In 2005, a white South African blood technician (or doctor depending on the source), Sonnet Ehlers, came up with an anti-rape device or rape trap, which was later named Rap-aXe. She did so in response to the shockingly high number of rapes, often of children, in Africa – over one million per year.The device works much like tire treadles – in one direction you proceed, but come out, your tires get popped – so in this case, the penis’s skin gets lodged in a series of sharp barbs and requires surgical removal. The pain is supposed to be so great as to effectively incapacitate the rapist, leaving enough time for the victim to push the rapist attached to the device out of her and run to safety. He also cannot urinate until it is removed.
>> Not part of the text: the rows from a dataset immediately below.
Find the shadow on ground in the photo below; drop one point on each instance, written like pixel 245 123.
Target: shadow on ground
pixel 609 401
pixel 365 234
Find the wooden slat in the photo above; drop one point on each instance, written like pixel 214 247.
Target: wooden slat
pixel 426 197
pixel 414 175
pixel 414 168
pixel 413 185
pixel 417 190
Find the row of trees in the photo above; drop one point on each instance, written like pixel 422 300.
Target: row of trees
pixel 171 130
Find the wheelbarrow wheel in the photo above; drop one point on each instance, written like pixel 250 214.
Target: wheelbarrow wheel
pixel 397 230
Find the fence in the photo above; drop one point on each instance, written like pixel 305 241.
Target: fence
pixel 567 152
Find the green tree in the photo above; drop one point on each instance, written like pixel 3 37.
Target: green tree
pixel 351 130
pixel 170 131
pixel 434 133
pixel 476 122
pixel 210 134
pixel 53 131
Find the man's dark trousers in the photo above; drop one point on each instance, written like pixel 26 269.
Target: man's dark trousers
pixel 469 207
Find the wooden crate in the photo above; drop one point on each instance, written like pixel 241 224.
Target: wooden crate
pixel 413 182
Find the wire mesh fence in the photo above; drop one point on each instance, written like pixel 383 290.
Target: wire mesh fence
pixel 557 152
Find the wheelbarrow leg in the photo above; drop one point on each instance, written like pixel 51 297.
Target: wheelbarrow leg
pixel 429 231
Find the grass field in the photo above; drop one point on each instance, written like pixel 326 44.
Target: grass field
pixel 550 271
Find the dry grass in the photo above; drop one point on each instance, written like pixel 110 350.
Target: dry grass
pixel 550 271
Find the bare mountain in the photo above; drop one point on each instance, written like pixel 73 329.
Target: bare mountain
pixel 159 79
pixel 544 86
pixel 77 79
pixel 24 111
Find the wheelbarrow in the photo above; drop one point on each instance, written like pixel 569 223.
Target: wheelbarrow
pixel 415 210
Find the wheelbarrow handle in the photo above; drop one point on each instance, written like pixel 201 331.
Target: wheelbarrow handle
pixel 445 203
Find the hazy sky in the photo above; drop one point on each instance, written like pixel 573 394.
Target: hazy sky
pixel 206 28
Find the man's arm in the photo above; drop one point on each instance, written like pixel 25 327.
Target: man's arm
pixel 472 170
Production was supposed to have begun in April of 2007, but did it? I found two websites via Wikipedia, [! both are non-functioning links as of Oct 7, 2011] http://www.antirape.co.za and http://www.rape-axe.info and did not find any current information other than the intention of the inventor to distribute these devices during the World Cup this past summer. However, the first site listed had a number of interesting facts and is worth a read-through. If the statistics and information are true, some of them are shocking. I used the comment form to inquire. I will let you know if I receive a response.

I do hope this is in production and readily available. I hate the fact that in parts of Africa, it is believed that sex with a virgin cures AIDS and that raping a woman can be construed as becoming a man. What the fuck is wrong with Africa anyway? No wonder when it was proposed to slaves in pre-Civil War America that they be sent back to Africa, they said, “Hell, no!”

Dec. 2, 1010 Update: within hours of sending my inquiry about Rape-aXe, I received a response stating that some rethinking had to be done but that it is in the approval stages. Alas, urgent matters take time. Good luck to them and to the women and children of Africa.

Oct 7, 2011 Update: Both of the links I listed above are no longer active, which makes me think the device in the end didn’t get approval or was ineffective. Sadness.